Subtilisin is a suitable protease for pulse proteolysis in SDS

To test the validity of pulse proteolysis as a probe for bR denaturation in SDS, it was necessary to ensure that proteolytic activity is maintained in the presence of SDS. Pulse proteolysis of soluble proteins typically uses thermolysin to digest unfolded protein in urea.17,24 However, we find that thermolysin is rapidly inactivated by SDS (data not shown). This inactivation seems to result from precipitation of SDS and Ca2+, which is an essential metal ion for the structural integrity of thermolysin. We therefore tested subtilisin, another robust bacterial protease with broad specificity. It has been reported that subtilisin retains its structure in the presence of SDS.25

To determine whether subtilisin is active enough for pulse proteolysis in SDS, we evaluated the enzyme activity under the conditions used for the denaturation of bR. Unfolding of bR is typically investigated by titrating bR in lipid bicelles composed of DMPC, a saturated lipid, and CHAPSO, a non-denaturing detergent, with SDS.21 The activity of subtilisin was determined by measuring the rate of the cleavage of a fluorogenic substrate, ABZ-Ala-Gly-Leu-Ala-NBA, by subtilisin in the presence of 15 mM DMPC, 16 mM CHAPSO, and varying concentrations of SDS. The increase in fluorescence from the cleavage of the substrate fit well to a first-order rate equation at all concentrations of SDS tested, which indicates subtilisin is not inactivated during the assays.
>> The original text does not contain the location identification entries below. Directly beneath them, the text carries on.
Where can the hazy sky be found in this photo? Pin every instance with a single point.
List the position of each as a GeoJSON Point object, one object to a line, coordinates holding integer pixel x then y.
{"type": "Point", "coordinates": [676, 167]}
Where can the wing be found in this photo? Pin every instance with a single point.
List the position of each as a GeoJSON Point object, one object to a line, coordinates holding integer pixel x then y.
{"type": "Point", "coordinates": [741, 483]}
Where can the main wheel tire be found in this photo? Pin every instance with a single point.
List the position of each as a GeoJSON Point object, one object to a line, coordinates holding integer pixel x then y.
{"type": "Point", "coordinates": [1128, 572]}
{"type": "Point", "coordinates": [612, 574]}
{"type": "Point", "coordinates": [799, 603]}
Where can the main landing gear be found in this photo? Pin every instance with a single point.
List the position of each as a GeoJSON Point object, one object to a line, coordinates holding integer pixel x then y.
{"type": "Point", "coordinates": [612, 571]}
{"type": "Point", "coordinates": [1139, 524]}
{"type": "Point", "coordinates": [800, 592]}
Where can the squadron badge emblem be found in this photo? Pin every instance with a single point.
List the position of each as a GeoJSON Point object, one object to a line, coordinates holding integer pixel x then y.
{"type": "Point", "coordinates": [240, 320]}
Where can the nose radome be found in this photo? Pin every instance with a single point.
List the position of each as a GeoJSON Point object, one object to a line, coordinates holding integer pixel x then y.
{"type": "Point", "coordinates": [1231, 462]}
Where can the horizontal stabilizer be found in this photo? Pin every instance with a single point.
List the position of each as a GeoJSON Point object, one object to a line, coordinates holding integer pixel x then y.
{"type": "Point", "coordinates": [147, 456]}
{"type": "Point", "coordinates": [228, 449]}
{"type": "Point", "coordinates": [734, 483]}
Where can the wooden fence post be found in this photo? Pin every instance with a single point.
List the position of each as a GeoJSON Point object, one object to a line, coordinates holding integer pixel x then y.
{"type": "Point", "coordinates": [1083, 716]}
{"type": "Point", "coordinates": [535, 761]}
Still, our assay show that the kcat/Km value decreases as SDS concentration is increased (Supplementary Figure S1). The apparent inhibition of subtilisin by SDS has been previously explained by the partitioning of peptide substrates into SDS micelles.25 Nevertheless, subtilisin retains enough catalytic activity for pulse proteolysis even when the mole fraction of SDS in mixed micelles (XSDS) is 0.85, which is significantly higher than the known Cm value of bR (XSDS = 0.72) under the same condition.22 This result suggests that subtilisin is a suitable protease for pulse proteolysis in the presence of SDS.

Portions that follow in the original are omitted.